Under the Obama administration, there was a popular lefty proposal to sideline the debt limit by just having the Treasury Department mint a trillion-dollar coin. Biden’s proposal to cancel student loan debt on a massive scale by abusing the Heroes Act, a post 9/11 measure meant to help military personnel leaving college was a similar power grab and an obscene scam. It was a naked effort at voter turnout and it succeeded at that.
Losing in the Supreme Court doesn’t especially hurt Biden, much like the Dobbs decision, it helps boost voter turnout further.
But the Supreme Court’s decision was the right move for reining in this grotesque abuse of power.
The student loan bailout was estimated to surpass $500 billion. That’s not that far short of minting a trillion-dollar coin. And the larger issue at stake here is that if a president can just decide to hand out $500 billion or more by finding some loophole in an old bill somewhere, is there anything that he can’t do?
Congress is supposed to appropriate funds. When the executive branch starts appropriating funds to its own programs, there isn’t a constitutional government anymore, just a dictatorship with occasional elections.

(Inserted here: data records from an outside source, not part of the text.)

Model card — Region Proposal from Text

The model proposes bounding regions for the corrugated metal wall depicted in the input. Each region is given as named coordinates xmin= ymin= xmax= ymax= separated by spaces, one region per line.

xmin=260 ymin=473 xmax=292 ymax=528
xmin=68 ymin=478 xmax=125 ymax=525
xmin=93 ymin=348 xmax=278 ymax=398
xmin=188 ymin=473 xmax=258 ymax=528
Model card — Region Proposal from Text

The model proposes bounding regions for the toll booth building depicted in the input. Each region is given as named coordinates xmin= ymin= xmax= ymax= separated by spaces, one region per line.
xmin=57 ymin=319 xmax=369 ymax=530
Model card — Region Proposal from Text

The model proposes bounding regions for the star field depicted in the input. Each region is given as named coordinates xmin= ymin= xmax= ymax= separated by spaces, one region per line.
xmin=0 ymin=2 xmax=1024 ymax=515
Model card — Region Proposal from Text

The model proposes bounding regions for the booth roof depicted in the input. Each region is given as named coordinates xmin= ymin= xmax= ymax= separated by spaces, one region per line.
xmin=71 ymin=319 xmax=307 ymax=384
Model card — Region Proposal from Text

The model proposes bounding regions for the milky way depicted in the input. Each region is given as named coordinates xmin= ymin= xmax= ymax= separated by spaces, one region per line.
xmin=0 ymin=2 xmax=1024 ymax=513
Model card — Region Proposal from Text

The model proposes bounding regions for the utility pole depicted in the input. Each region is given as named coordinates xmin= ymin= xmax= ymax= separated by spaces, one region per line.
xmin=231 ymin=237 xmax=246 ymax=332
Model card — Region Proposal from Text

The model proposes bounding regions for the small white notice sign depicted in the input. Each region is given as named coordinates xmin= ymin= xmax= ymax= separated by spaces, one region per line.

The Supreme Court’s decision is the correct one and I’m not going to quote it at length as it gets into technicalities that are important, but not that quotable. The gist of it is that the White House can’t just create massive new entitlement schemes that Congress never voted on out of thin air based on some older bill. But the Court leaves undone other major instances when the executive branch simply decided to take an existing bill, use a loophole and build entirely new programs around it.
The fundamental issue at stake here is the checks and balances between the branches of government in a republic where the legislative branch increasingly doesn’t do all that much except approve spending programs and the agendas of the majority party that holds the White House.
That’s why voters tend to hand control of Congress and the White House to different parties. And, coping with that, presidents have come to rely on the ‘pen and phone’, on executive orders, on promising to solve problems on their own while sidelining Congress entirely. This is a dictatorial breakdown of constitutional government. And it also doesn’t work.
Presidents make empty promises and tell their supporters that they can fix problems with executive orders. They can’t. All they do is wreck the country even more while implementing measures that mostly don’t outlive their term in office.